Seguí movida por la estampida que se había generado y vi en la puerta a mi prima, un año mayor que yo, tenía el cuello rojo y la estaban metiendo adentro de un taxi. Había gente bañada en sangre que entraba en otros taxis, pero yo quería correr y preguntar qué había pasado con Mercedes. No pude. No me podía mover, solo miraba con los ojos cada segundo más abiertos y escuchaba las indicaciones de la regente que nos pedía a través de un altoparlante que no nos separáramos y que camináramos hasta la plaza, donde ahora está La Recova, debajo de la autopista.
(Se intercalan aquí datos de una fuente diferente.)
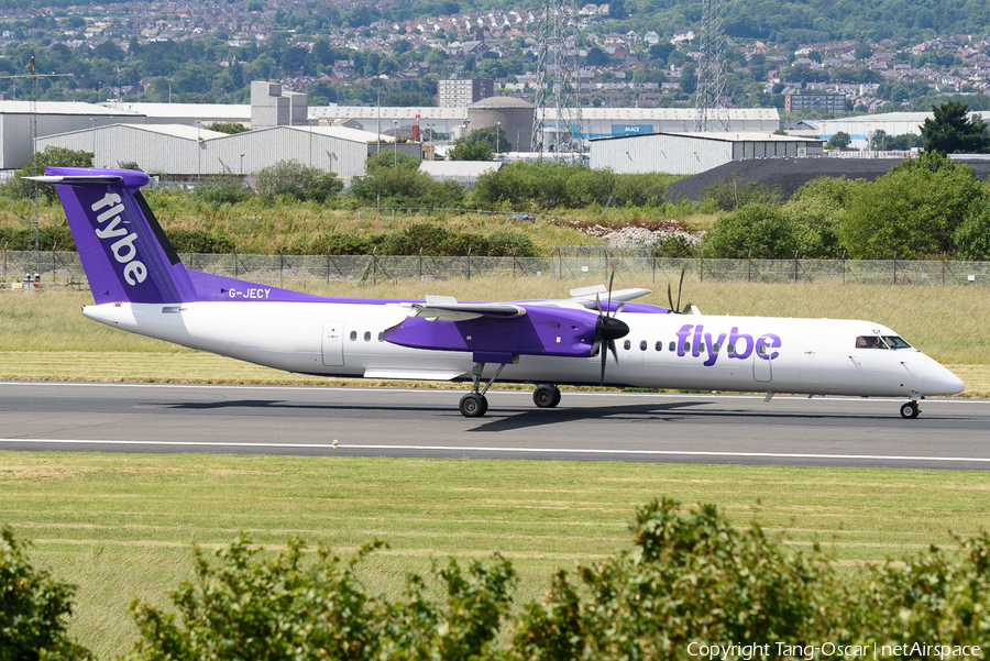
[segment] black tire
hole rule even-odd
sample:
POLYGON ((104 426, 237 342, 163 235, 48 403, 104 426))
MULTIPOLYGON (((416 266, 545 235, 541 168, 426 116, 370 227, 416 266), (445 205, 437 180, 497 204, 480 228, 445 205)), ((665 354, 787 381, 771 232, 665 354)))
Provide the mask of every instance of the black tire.
POLYGON ((901 417, 906 420, 914 420, 920 412, 921 409, 917 408, 917 403, 915 401, 901 405, 901 417))
POLYGON ((532 392, 532 403, 539 408, 553 408, 560 404, 560 389, 546 384, 537 386, 532 392))
POLYGON ((488 410, 488 403, 476 393, 468 393, 461 397, 458 408, 465 418, 481 418, 488 410))

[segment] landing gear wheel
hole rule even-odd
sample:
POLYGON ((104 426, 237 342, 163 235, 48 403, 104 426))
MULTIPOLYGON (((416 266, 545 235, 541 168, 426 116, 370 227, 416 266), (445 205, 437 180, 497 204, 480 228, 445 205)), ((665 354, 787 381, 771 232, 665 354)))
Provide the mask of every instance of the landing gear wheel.
POLYGON ((488 410, 488 400, 477 393, 468 393, 461 397, 458 408, 465 418, 481 418, 488 410))
POLYGON ((913 420, 921 412, 921 409, 917 408, 917 401, 909 401, 901 406, 901 417, 908 420, 913 420))
POLYGON ((553 408, 560 404, 560 388, 546 384, 537 386, 532 392, 532 403, 539 408, 553 408))

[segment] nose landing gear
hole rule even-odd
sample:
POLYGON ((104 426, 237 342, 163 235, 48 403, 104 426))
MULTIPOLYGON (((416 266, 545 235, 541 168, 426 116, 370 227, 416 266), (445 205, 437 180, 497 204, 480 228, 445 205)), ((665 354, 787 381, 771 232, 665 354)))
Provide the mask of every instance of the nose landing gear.
POLYGON ((560 388, 543 384, 532 392, 532 403, 539 408, 553 408, 560 404, 560 388))
POLYGON ((908 420, 913 420, 921 412, 921 409, 917 408, 917 401, 909 401, 906 404, 901 405, 901 417, 908 420))

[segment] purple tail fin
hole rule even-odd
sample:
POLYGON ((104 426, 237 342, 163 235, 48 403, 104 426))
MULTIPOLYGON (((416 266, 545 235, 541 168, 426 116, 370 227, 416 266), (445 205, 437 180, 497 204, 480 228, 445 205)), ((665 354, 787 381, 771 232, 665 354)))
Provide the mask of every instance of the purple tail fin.
POLYGON ((144 173, 48 167, 97 304, 186 302, 196 290, 141 195, 144 173))

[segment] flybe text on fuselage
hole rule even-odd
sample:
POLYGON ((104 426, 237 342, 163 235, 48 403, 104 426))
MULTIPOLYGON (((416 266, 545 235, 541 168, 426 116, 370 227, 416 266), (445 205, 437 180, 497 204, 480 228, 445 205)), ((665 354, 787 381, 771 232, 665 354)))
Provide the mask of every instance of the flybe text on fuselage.
POLYGON ((765 361, 774 360, 780 356, 779 351, 781 341, 780 335, 774 333, 763 333, 754 338, 750 333, 739 332, 739 327, 734 326, 727 333, 718 333, 713 335, 710 331, 705 331, 703 323, 693 324, 685 323, 676 333, 679 356, 688 355, 700 357, 702 352, 707 354, 707 359, 702 363, 705 366, 712 366, 723 354, 722 349, 725 348, 725 356, 727 360, 746 360, 756 351, 757 356, 765 361))
POLYGON ((108 192, 98 199, 90 210, 98 213, 94 230, 100 242, 106 246, 108 242, 116 239, 109 243, 110 252, 113 253, 113 258, 123 265, 124 282, 133 287, 143 283, 147 277, 147 266, 136 258, 138 249, 134 246, 134 242, 138 240, 138 234, 129 231, 127 227, 130 224, 129 221, 122 220, 121 214, 124 207, 120 202, 119 195, 108 192))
Ahí recuperé el sentido del oído. Llegamos como guiados cual rebaño a un lugar lejano a cualquier edificación. Todavía seguían cayendo materiales del cielo. Los helicópteros sobrevolaban el cielo, nos habían separado por curso. Mis papás no llegaban, entonces fui a preguntar qué había pasado con mi prima. Y ahí vi a mi papá correr hacia mí. Nos abrazamos fuerte y me llevó con mi mamá. Él trabajaba en Defensa Civil y tenía que quedarse ahí.
Ese día, minutos antes de que explotara la bomba, mi mamá había estado en Libertador a la altura del rulero, camino a la oficina que quedaba en Alem y Córdoba. Estaba con mi hermano subiendo el ascensor cuando sintió el impacto. Subió y recibió el llamado de mi hermana que, alarmada, había escuchado algo en la radio. Mi mamá no lo quería creer. “¿Una bomba?”. “Esperá que llamo al colegio”. No llamó. Salió corriendo y me buscó a mí y a otra amiga que vivía cerca de casa. En el 92, los celulares eran pocos y eso complicaba las cosas. Subí a mi casa, abracé a mi hermana y me dio un alfajor. No pude comerlo, tenía seca la boca. Le conté lo de mi prima. Estaba bien, la habían tenido que coser, pero nada grave. Pasamos más de un mes sin clases mirando en la tele los avances en el colegio. Se había roto todo. En ese momento no sabíamos mucho de religión ni de conflictos. Sabíamos que alguien malo había puesto una bomba. Más tarde, entendí un poco más aunque, más allá de las hipótesis, ese atentado seguía siendo un misterio.
Volví a la escuela, hubo muchas amenazas de bomba que, a los que habíamos sobrevivido, lejos de causarnos gracia, nos daban pánico. De temblar, pasé a relativizar. Terminé el primario, el secundario, la facultad… empecé a trabajar, me mudé, viajé… hubo otro atentado. Pasaron 25 años, ya no soy una nena, y lo que pasó en la Embajada esa tarde no solo sigue siendo un misterio en mi vida sino que es un agujero negro en la historia política argentina.